Draußen aber, rings um die Stadt zwischen Hügeln und dunkeln Wäldern, zieht sich die Ebene, zum Teil reich bebaut mit Gärten, Rebgeländen. Wiesen, Saatfeldern, zum Teil Weideland und Wildnis. Noch sah man hier alle die Hecken und Gartenhäuslein sich erheben, die nach wenigen Jahren schon, bei der Armagnakengefahr, geopfert werden mußten. Hier prangten auch in den sonnigeren Lagen die Safranfelder, für Spanier und Italiener eine schöne Erinnerung an die Heimat.
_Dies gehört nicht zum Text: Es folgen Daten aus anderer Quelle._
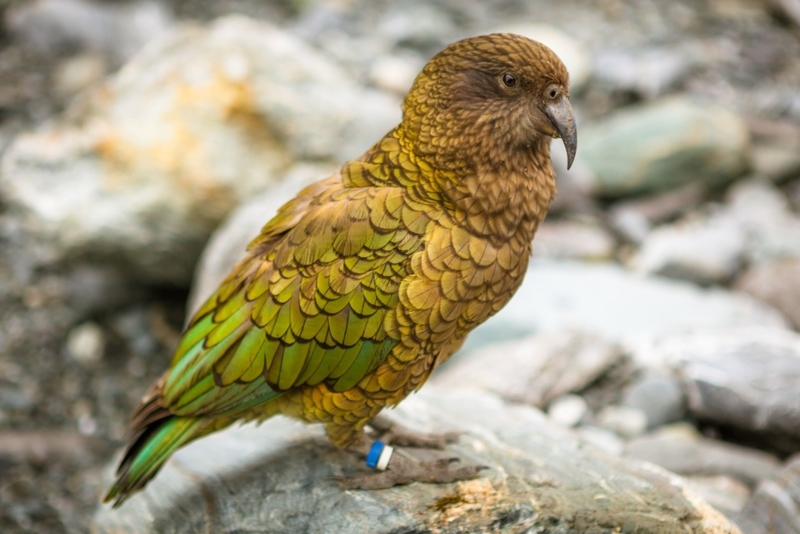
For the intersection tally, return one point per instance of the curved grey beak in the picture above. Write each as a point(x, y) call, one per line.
point(563, 121)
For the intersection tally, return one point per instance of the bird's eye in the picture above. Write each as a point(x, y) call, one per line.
point(509, 80)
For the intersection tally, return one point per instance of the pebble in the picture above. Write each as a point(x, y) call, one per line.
point(744, 378)
point(626, 421)
point(77, 73)
point(395, 73)
point(534, 370)
point(776, 283)
point(602, 438)
point(114, 30)
point(683, 450)
point(701, 250)
point(573, 240)
point(86, 343)
point(568, 410)
point(658, 396)
point(726, 494)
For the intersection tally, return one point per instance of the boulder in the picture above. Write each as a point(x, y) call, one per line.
point(610, 301)
point(663, 145)
point(279, 477)
point(776, 283)
point(681, 449)
point(573, 240)
point(534, 370)
point(138, 173)
point(744, 378)
point(702, 250)
point(773, 506)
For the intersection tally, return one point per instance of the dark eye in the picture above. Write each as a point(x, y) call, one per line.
point(509, 80)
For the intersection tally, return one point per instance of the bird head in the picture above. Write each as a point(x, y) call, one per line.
point(485, 96)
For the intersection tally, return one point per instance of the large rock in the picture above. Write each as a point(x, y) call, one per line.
point(776, 283)
point(745, 378)
point(140, 172)
point(608, 300)
point(683, 450)
point(664, 145)
point(278, 478)
point(115, 30)
point(773, 507)
point(701, 250)
point(533, 370)
point(763, 211)
point(573, 240)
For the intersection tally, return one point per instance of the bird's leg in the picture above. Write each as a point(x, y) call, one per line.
point(393, 467)
point(392, 433)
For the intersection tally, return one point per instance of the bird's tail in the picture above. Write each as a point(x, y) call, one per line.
point(149, 451)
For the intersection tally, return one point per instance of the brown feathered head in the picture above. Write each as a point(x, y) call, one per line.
point(484, 96)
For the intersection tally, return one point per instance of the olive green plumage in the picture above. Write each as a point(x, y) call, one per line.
point(367, 280)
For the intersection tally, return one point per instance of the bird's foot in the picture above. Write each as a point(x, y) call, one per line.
point(403, 470)
point(392, 433)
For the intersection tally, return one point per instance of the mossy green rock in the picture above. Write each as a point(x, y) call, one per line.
point(662, 145)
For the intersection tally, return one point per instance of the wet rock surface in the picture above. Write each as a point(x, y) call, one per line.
point(538, 477)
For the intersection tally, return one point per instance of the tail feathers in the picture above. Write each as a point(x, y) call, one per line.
point(156, 443)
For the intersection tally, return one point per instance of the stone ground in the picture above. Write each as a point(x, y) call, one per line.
point(79, 341)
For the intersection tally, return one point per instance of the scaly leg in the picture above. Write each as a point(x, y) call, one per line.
point(401, 468)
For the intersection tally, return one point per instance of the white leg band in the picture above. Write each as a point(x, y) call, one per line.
point(383, 460)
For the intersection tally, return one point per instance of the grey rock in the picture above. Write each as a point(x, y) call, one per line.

Diese Stadt, inmitten der Weite ein scharf abgegrenzter Häuserhaufen, viel kleiner als heute, war nun der Ort einer seitdem nie mehr in solchem Maße gewesenen Verkehrssteigerung. Das Zusammenströmen dieser Menschen aus allen Teilen der Welt, ihr fremdartiges Treiben, ihre Behandlung der höchsten Fragen, alles dies auf dem einen kleinen Punkte, gibt ein Bild von ergreifender Art. Der Kontrast zwischen dem normalen städtischen Leben, das diese Räume sich geschaffen hatte und erfüllte, und dem jetzt sich hier zusammendrängenden neuen, völlig internationalen Leben ist nicht groß genug zu denken.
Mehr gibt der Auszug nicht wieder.